Hedge Bindweed is a vine, and so climbs on other plants and landscape features rather than growing its own supportive stem. In the Burke Estate it's been found twining around invasive common reeds.
Although they may be an annoyance to gardeners, in environments such as the Burke our aggressive natives are the survivors - keeping a foothold in an increasingly inhospitable landscape of foreign plant invasions. They remain an integral component of the ecosystem and provide both food and habitat for other native species.
Red-Winged Blackbird (Agelaius phoeniceus)
A flock of Red-Winged Blackbirds lives in the reeds and trees of the Burke Estate wetland. They're easy to notice due to their loud raspy call and the bright red shoulders on male birds.
Ornithologists have heavily studied this species due to their elaborate social hierarchies and breeding behaviors. The distinctive shoulder coloring plays a crucial role in this system - ales who exhibit large wingspots are more aggressive and better able to defend their territories.
A dull colored female, resembling a starling or sparrow.
The male sporting the flashy red and yellow patches. Unmistakable even at a distance.
White-Tailed Deer (Odocoileus virginianus)
The White-Tailed Deer have become massively overpopulated in our area. At least ten individuals visit the park regularly to sleep and browse for food.
Considering that a healthy population density is about 6-10 deer per square mile, only one single deer could live off of the area sustainably. Normally large carnivores such as wolves keep deer numbers in a healthy range, but we have removed those carnivores from our environment.
Deer preferentially eat native plants as their primary food source, and so their overpopulation leads to degradation and eventual collapse of native plant biodiversity as they begin to eat more than the land can provide. The massive numbers of deer also enable the spread of contagious illnesses such as chronic wasting disease, lyme, and hemorrhagic disease.
The majority of the deer visiting the Burke sport yellow ear-tags - which indicates they are females who have been given contraception to stop their reproduction. This is one local effort to reduce the population count.
Although the deer population in Hastings has begun to drop, only time will tell if this strategy works sufficiently in isolation.
Keep an eye out for hoofprints, droppings, and newly worn off tree bark. These are all signs the deer have recently passed through.
Siebold's Viburnum (Viburnum sieboldii)
Plant Battle between Garlic Mustard (Alliaria petiolata) and Goutweed (Aegopodium podagraria)
A battle line has been drawn on the forest floor. On one side is Garlic mustard, a tall thin plant sporting tiny white flowers. On the other is Goutweed, a sprawling groundcover. Who will win?

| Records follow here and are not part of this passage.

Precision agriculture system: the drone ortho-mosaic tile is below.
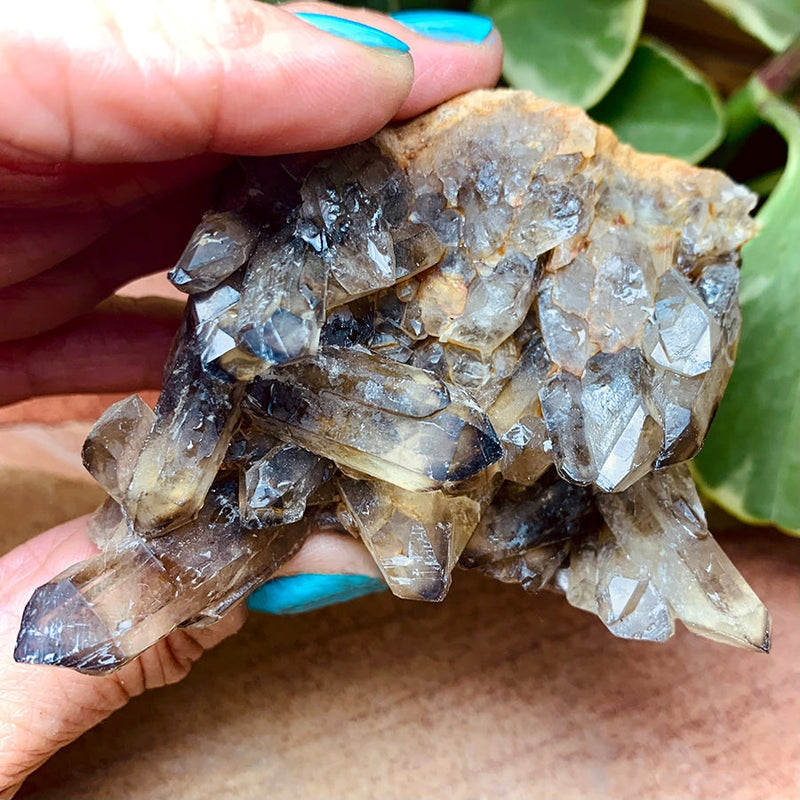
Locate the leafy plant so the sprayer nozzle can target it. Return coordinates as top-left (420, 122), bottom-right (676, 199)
top-left (590, 38), bottom-right (724, 162)
top-left (476, 0), bottom-right (799, 534)
top-left (304, 0), bottom-right (800, 533)
top-left (471, 0), bottom-right (646, 108)
top-left (693, 75), bottom-right (799, 533)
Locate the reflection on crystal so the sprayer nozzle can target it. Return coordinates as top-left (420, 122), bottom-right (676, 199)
top-left (15, 89), bottom-right (767, 674)
top-left (82, 394), bottom-right (154, 503)
top-left (644, 270), bottom-right (720, 377)
top-left (241, 444), bottom-right (332, 526)
top-left (479, 542), bottom-right (570, 593)
top-left (14, 479), bottom-right (319, 674)
top-left (540, 372), bottom-right (595, 485)
top-left (594, 466), bottom-right (770, 651)
top-left (126, 328), bottom-right (244, 533)
top-left (460, 473), bottom-right (600, 568)
top-left (244, 348), bottom-right (502, 492)
top-left (338, 475), bottom-right (486, 601)
top-left (235, 233), bottom-right (328, 369)
top-left (168, 211), bottom-right (257, 294)
top-left (565, 528), bottom-right (676, 642)
top-left (580, 348), bottom-right (662, 492)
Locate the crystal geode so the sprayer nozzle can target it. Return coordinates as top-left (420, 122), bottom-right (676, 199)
top-left (15, 90), bottom-right (770, 674)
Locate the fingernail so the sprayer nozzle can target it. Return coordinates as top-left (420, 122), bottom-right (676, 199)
top-left (247, 573), bottom-right (387, 615)
top-left (294, 12), bottom-right (410, 53)
top-left (390, 10), bottom-right (493, 44)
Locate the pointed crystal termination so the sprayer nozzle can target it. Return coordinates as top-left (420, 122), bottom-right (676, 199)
top-left (337, 474), bottom-right (490, 601)
top-left (594, 465), bottom-right (771, 651)
top-left (189, 282), bottom-right (245, 372)
top-left (240, 443), bottom-right (332, 527)
top-left (234, 232), bottom-right (328, 370)
top-left (81, 394), bottom-right (155, 502)
top-left (297, 142), bottom-right (445, 310)
top-left (13, 479), bottom-right (316, 674)
top-left (126, 326), bottom-right (244, 533)
top-left (564, 527), bottom-right (676, 643)
top-left (243, 348), bottom-right (502, 492)
top-left (477, 542), bottom-right (570, 593)
top-left (168, 211), bottom-right (258, 294)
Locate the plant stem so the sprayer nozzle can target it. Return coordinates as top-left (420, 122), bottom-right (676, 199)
top-left (758, 41), bottom-right (800, 99)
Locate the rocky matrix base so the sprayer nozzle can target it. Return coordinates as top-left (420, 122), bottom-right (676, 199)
top-left (15, 90), bottom-right (770, 675)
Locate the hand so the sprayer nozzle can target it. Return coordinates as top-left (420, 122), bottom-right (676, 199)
top-left (0, 2), bottom-right (503, 794)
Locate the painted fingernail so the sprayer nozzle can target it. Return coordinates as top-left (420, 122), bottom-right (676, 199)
top-left (247, 573), bottom-right (387, 615)
top-left (294, 12), bottom-right (410, 52)
top-left (390, 10), bottom-right (493, 44)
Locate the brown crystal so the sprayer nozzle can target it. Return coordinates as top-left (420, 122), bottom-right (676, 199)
top-left (15, 90), bottom-right (769, 674)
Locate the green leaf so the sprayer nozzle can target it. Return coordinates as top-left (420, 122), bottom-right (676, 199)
top-left (471, 0), bottom-right (645, 108)
top-left (703, 0), bottom-right (800, 53)
top-left (693, 78), bottom-right (800, 534)
top-left (591, 40), bottom-right (725, 163)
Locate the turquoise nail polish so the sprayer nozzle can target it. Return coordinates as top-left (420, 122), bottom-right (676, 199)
top-left (247, 573), bottom-right (387, 615)
top-left (390, 10), bottom-right (493, 44)
top-left (294, 12), bottom-right (410, 52)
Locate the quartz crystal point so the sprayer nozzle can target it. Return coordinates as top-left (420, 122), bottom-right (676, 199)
top-left (337, 473), bottom-right (495, 600)
top-left (125, 327), bottom-right (244, 533)
top-left (592, 466), bottom-right (771, 651)
top-left (565, 527), bottom-right (677, 643)
top-left (240, 443), bottom-right (332, 527)
top-left (14, 479), bottom-right (320, 674)
top-left (168, 211), bottom-right (258, 294)
top-left (15, 89), bottom-right (769, 674)
top-left (81, 394), bottom-right (155, 503)
top-left (243, 347), bottom-right (503, 492)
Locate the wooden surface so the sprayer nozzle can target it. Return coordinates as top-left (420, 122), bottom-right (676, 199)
top-left (0, 423), bottom-right (797, 800)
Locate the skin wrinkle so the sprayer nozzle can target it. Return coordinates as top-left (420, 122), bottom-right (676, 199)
top-left (0, 180), bottom-right (213, 342)
top-left (210, 0), bottom-right (267, 51)
top-left (195, 0), bottom-right (274, 155)
top-left (195, 17), bottom-right (236, 157)
top-left (0, 298), bottom-right (183, 404)
top-left (0, 35), bottom-right (70, 162)
top-left (140, 3), bottom-right (221, 158)
top-left (0, 156), bottom-right (225, 285)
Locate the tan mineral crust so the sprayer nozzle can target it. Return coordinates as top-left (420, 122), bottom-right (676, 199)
top-left (14, 90), bottom-right (770, 674)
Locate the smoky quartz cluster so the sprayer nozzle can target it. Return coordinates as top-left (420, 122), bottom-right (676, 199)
top-left (15, 90), bottom-right (770, 674)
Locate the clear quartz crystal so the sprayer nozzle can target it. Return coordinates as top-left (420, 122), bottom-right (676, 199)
top-left (15, 89), bottom-right (768, 674)
top-left (593, 465), bottom-right (770, 651)
top-left (565, 527), bottom-right (676, 643)
top-left (243, 348), bottom-right (502, 492)
top-left (241, 443), bottom-right (332, 526)
top-left (234, 232), bottom-right (328, 369)
top-left (125, 328), bottom-right (244, 533)
top-left (82, 394), bottom-right (155, 503)
top-left (478, 542), bottom-right (570, 593)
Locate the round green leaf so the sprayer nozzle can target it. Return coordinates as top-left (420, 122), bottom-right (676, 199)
top-left (591, 40), bottom-right (725, 163)
top-left (704, 0), bottom-right (800, 53)
top-left (693, 79), bottom-right (800, 534)
top-left (471, 0), bottom-right (645, 108)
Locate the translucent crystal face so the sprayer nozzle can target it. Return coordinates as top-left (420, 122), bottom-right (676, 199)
top-left (14, 90), bottom-right (769, 675)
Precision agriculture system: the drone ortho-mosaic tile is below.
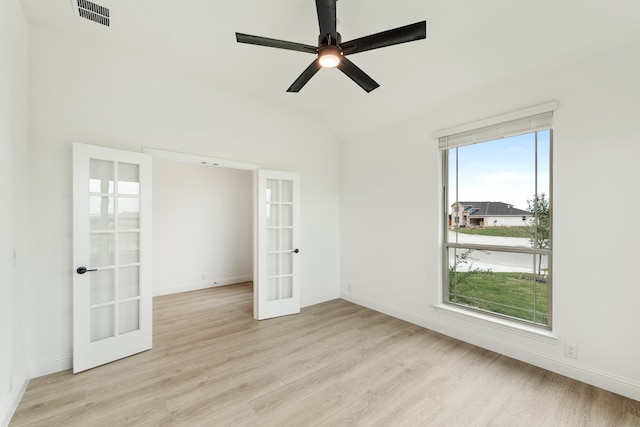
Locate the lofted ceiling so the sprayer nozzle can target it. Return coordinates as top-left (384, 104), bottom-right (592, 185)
top-left (19, 0), bottom-right (640, 140)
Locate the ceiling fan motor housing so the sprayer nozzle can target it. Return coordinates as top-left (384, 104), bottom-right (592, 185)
top-left (318, 32), bottom-right (341, 48)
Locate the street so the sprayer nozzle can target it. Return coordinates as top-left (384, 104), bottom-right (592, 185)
top-left (448, 231), bottom-right (548, 273)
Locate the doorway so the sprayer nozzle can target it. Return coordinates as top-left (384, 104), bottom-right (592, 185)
top-left (72, 145), bottom-right (301, 373)
top-left (143, 147), bottom-right (302, 320)
top-left (151, 158), bottom-right (254, 297)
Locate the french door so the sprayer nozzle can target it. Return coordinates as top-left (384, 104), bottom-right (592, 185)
top-left (72, 143), bottom-right (152, 373)
top-left (255, 170), bottom-right (301, 320)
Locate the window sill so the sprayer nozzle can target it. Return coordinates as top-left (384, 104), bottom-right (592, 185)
top-left (433, 303), bottom-right (560, 344)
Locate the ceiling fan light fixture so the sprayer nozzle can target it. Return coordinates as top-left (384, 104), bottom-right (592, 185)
top-left (235, 0), bottom-right (427, 92)
top-left (318, 45), bottom-right (341, 68)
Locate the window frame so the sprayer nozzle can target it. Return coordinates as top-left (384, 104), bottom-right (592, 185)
top-left (440, 112), bottom-right (554, 330)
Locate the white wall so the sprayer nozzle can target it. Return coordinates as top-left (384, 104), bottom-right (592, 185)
top-left (153, 159), bottom-right (253, 295)
top-left (0, 0), bottom-right (30, 425)
top-left (485, 216), bottom-right (530, 227)
top-left (27, 25), bottom-right (341, 376)
top-left (340, 40), bottom-right (640, 400)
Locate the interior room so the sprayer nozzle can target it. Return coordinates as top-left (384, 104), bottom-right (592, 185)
top-left (2, 0), bottom-right (639, 424)
top-left (152, 158), bottom-right (253, 297)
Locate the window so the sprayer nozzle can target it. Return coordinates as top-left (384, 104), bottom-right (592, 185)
top-left (439, 107), bottom-right (554, 328)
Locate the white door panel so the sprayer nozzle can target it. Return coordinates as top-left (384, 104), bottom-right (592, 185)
top-left (255, 170), bottom-right (300, 320)
top-left (73, 143), bottom-right (152, 373)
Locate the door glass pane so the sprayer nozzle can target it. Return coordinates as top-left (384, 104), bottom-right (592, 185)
top-left (119, 266), bottom-right (140, 299)
top-left (90, 196), bottom-right (114, 230)
top-left (90, 269), bottom-right (115, 305)
top-left (119, 232), bottom-right (139, 264)
top-left (118, 197), bottom-right (140, 229)
top-left (280, 180), bottom-right (293, 203)
top-left (118, 163), bottom-right (140, 195)
top-left (266, 179), bottom-right (279, 202)
top-left (280, 205), bottom-right (292, 227)
top-left (267, 254), bottom-right (279, 277)
top-left (267, 229), bottom-right (279, 251)
top-left (280, 276), bottom-right (293, 299)
top-left (90, 233), bottom-right (115, 267)
top-left (281, 253), bottom-right (292, 275)
top-left (267, 204), bottom-right (279, 226)
top-left (267, 204), bottom-right (280, 227)
top-left (91, 305), bottom-right (114, 342)
top-left (267, 278), bottom-right (279, 301)
top-left (119, 300), bottom-right (140, 334)
top-left (90, 159), bottom-right (114, 194)
top-left (280, 229), bottom-right (293, 251)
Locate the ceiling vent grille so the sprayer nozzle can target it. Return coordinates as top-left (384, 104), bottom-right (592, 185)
top-left (73, 0), bottom-right (110, 27)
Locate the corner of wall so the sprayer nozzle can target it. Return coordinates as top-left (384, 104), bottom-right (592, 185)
top-left (0, 371), bottom-right (29, 427)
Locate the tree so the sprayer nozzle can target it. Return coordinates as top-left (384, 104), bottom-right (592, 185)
top-left (449, 249), bottom-right (492, 303)
top-left (527, 193), bottom-right (550, 276)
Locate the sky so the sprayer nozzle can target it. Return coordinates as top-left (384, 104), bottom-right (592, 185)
top-left (448, 130), bottom-right (550, 211)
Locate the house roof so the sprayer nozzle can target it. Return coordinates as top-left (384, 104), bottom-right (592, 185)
top-left (454, 202), bottom-right (531, 217)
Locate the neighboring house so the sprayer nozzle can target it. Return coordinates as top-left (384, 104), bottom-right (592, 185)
top-left (451, 201), bottom-right (531, 228)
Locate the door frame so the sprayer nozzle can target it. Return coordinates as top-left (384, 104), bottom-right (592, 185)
top-left (142, 148), bottom-right (263, 315)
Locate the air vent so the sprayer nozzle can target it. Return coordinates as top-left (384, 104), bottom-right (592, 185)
top-left (72, 0), bottom-right (110, 27)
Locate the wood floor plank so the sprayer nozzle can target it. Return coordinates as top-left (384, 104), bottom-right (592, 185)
top-left (10, 282), bottom-right (640, 426)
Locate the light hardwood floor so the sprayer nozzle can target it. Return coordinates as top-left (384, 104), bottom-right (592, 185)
top-left (10, 283), bottom-right (640, 426)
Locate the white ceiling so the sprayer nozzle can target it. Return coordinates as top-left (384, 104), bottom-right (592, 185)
top-left (19, 0), bottom-right (640, 140)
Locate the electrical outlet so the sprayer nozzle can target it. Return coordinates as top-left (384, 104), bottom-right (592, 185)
top-left (564, 343), bottom-right (578, 359)
top-left (200, 273), bottom-right (205, 281)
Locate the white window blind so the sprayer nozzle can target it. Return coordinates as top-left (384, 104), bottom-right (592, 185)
top-left (437, 102), bottom-right (557, 150)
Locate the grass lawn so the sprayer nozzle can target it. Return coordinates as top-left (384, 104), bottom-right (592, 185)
top-left (448, 271), bottom-right (548, 325)
top-left (453, 226), bottom-right (532, 238)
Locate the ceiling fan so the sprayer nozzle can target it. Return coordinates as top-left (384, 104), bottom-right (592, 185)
top-left (235, 0), bottom-right (426, 93)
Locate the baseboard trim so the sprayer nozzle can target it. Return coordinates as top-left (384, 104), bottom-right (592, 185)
top-left (153, 275), bottom-right (253, 297)
top-left (340, 291), bottom-right (640, 401)
top-left (30, 355), bottom-right (72, 379)
top-left (0, 374), bottom-right (29, 427)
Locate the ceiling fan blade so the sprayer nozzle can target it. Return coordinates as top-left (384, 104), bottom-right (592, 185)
top-left (287, 60), bottom-right (322, 92)
top-left (315, 0), bottom-right (337, 37)
top-left (236, 33), bottom-right (317, 54)
top-left (336, 57), bottom-right (380, 93)
top-left (340, 21), bottom-right (426, 56)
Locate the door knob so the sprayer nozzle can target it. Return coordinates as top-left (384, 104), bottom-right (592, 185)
top-left (76, 266), bottom-right (97, 274)
top-left (292, 249), bottom-right (299, 254)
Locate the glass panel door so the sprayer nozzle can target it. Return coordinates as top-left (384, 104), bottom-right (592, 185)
top-left (73, 143), bottom-right (152, 373)
top-left (256, 170), bottom-right (300, 320)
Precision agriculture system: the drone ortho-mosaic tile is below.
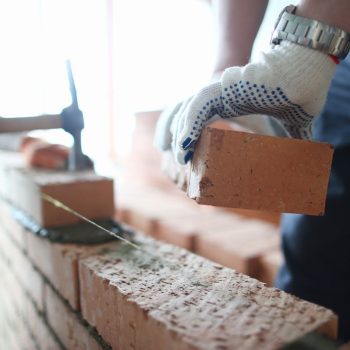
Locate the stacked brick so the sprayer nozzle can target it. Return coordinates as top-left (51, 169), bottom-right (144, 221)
top-left (0, 201), bottom-right (108, 350)
top-left (0, 197), bottom-right (339, 349)
top-left (115, 183), bottom-right (283, 285)
top-left (0, 145), bottom-right (340, 349)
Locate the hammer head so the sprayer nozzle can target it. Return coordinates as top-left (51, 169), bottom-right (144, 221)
top-left (61, 105), bottom-right (93, 171)
top-left (61, 61), bottom-right (93, 171)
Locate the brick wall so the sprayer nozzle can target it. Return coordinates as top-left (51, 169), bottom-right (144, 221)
top-left (115, 182), bottom-right (283, 284)
top-left (0, 192), bottom-right (340, 349)
top-left (0, 115), bottom-right (340, 349)
top-left (0, 201), bottom-right (109, 350)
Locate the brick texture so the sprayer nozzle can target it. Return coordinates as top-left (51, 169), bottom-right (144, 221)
top-left (0, 200), bottom-right (28, 249)
top-left (225, 207), bottom-right (281, 225)
top-left (0, 223), bottom-right (45, 311)
top-left (26, 232), bottom-right (112, 310)
top-left (26, 288), bottom-right (63, 350)
top-left (0, 251), bottom-right (62, 350)
top-left (0, 153), bottom-right (114, 227)
top-left (116, 184), bottom-right (200, 239)
top-left (0, 149), bottom-right (341, 349)
top-left (195, 220), bottom-right (280, 276)
top-left (157, 210), bottom-right (244, 251)
top-left (0, 255), bottom-right (26, 350)
top-left (115, 182), bottom-right (282, 278)
top-left (165, 127), bottom-right (333, 215)
top-left (80, 233), bottom-right (337, 350)
top-left (45, 285), bottom-right (103, 350)
top-left (0, 197), bottom-right (106, 349)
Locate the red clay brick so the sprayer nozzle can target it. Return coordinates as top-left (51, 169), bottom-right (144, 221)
top-left (182, 127), bottom-right (333, 215)
top-left (26, 231), bottom-right (113, 310)
top-left (0, 200), bottom-right (28, 250)
top-left (225, 207), bottom-right (281, 226)
top-left (2, 165), bottom-right (114, 227)
top-left (0, 224), bottom-right (19, 266)
top-left (26, 232), bottom-right (80, 309)
top-left (0, 256), bottom-right (61, 350)
top-left (195, 220), bottom-right (280, 277)
top-left (156, 210), bottom-right (244, 251)
top-left (16, 320), bottom-right (38, 350)
top-left (0, 258), bottom-right (27, 349)
top-left (0, 154), bottom-right (114, 345)
top-left (116, 182), bottom-right (253, 252)
top-left (0, 230), bottom-right (60, 349)
top-left (155, 217), bottom-right (197, 250)
top-left (258, 250), bottom-right (284, 287)
top-left (79, 233), bottom-right (337, 350)
top-left (117, 186), bottom-right (200, 238)
top-left (25, 288), bottom-right (63, 350)
top-left (45, 285), bottom-right (102, 350)
top-left (121, 207), bottom-right (159, 237)
top-left (0, 224), bottom-right (45, 310)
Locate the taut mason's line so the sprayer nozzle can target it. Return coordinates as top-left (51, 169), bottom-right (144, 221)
top-left (40, 192), bottom-right (140, 250)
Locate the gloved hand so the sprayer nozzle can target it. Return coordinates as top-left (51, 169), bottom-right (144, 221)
top-left (155, 41), bottom-right (337, 164)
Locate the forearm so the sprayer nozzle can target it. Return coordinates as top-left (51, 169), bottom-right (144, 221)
top-left (212, 0), bottom-right (268, 73)
top-left (297, 0), bottom-right (350, 32)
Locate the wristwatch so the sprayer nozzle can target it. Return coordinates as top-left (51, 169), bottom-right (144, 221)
top-left (271, 5), bottom-right (350, 59)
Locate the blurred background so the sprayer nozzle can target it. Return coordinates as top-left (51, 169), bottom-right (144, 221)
top-left (0, 0), bottom-right (293, 162)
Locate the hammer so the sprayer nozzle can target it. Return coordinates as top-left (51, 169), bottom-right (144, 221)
top-left (0, 61), bottom-right (92, 171)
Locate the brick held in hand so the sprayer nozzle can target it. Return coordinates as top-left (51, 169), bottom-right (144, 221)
top-left (20, 136), bottom-right (69, 170)
top-left (187, 127), bottom-right (334, 215)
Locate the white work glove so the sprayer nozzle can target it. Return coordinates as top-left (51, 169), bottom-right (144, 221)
top-left (155, 41), bottom-right (337, 164)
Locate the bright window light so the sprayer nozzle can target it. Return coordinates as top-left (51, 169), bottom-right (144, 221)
top-left (111, 0), bottom-right (214, 155)
top-left (0, 0), bottom-right (214, 159)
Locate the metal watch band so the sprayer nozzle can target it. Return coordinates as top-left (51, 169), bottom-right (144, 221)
top-left (271, 5), bottom-right (350, 59)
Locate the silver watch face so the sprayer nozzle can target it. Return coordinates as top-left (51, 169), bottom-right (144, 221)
top-left (271, 7), bottom-right (350, 59)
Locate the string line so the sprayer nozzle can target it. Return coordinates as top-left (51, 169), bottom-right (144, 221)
top-left (40, 192), bottom-right (180, 270)
top-left (40, 192), bottom-right (140, 250)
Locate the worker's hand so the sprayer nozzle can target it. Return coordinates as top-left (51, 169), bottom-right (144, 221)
top-left (155, 42), bottom-right (337, 164)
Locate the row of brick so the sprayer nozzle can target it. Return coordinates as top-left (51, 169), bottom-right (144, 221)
top-left (0, 264), bottom-right (52, 350)
top-left (0, 224), bottom-right (63, 349)
top-left (115, 183), bottom-right (283, 285)
top-left (79, 232), bottom-right (337, 349)
top-left (0, 196), bottom-right (340, 349)
top-left (0, 201), bottom-right (110, 349)
top-left (0, 120), bottom-right (342, 349)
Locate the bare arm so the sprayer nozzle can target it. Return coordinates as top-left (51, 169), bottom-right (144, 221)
top-left (212, 0), bottom-right (269, 73)
top-left (297, 0), bottom-right (350, 32)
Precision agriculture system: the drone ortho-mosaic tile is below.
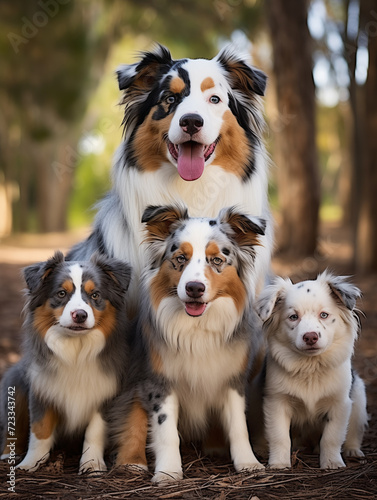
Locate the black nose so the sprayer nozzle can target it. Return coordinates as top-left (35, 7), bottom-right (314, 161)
top-left (179, 113), bottom-right (204, 136)
top-left (185, 281), bottom-right (205, 298)
top-left (71, 309), bottom-right (88, 324)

Garlic mustard is easily identifiable by its smell. Crush some leaves and you will notice a distinct garlic aroma. This plant was originally introduced by European settlers who used the plant as a spice and vegetable. Although mature plants have a strong bitter flavor, young greens are popular in pesto dishes. The roots have a kick not unlike horseradish. Garlic mustard spreads fast, and as it grows it kills healthy microbes in the soil - terraforming the dirt into a desolate blanket where only they can survive.
To the untrained eye Goutweed looks like poison ivy, but its sprawling blankets of growth betray its true identity. Originally it was introduced as a garden plant, to spread over rock walls and cover the ground. Unfortunately it was too effective and now spreads and covers our forest floors.
This site shows the harm of invasives: where they spread, other plants cannot co-exist. These 'battle lines' would not happen in a healthy diverse forest environment. When you walk around the park, look for areas which have a broad mix of species - you won't find established invasive populations there.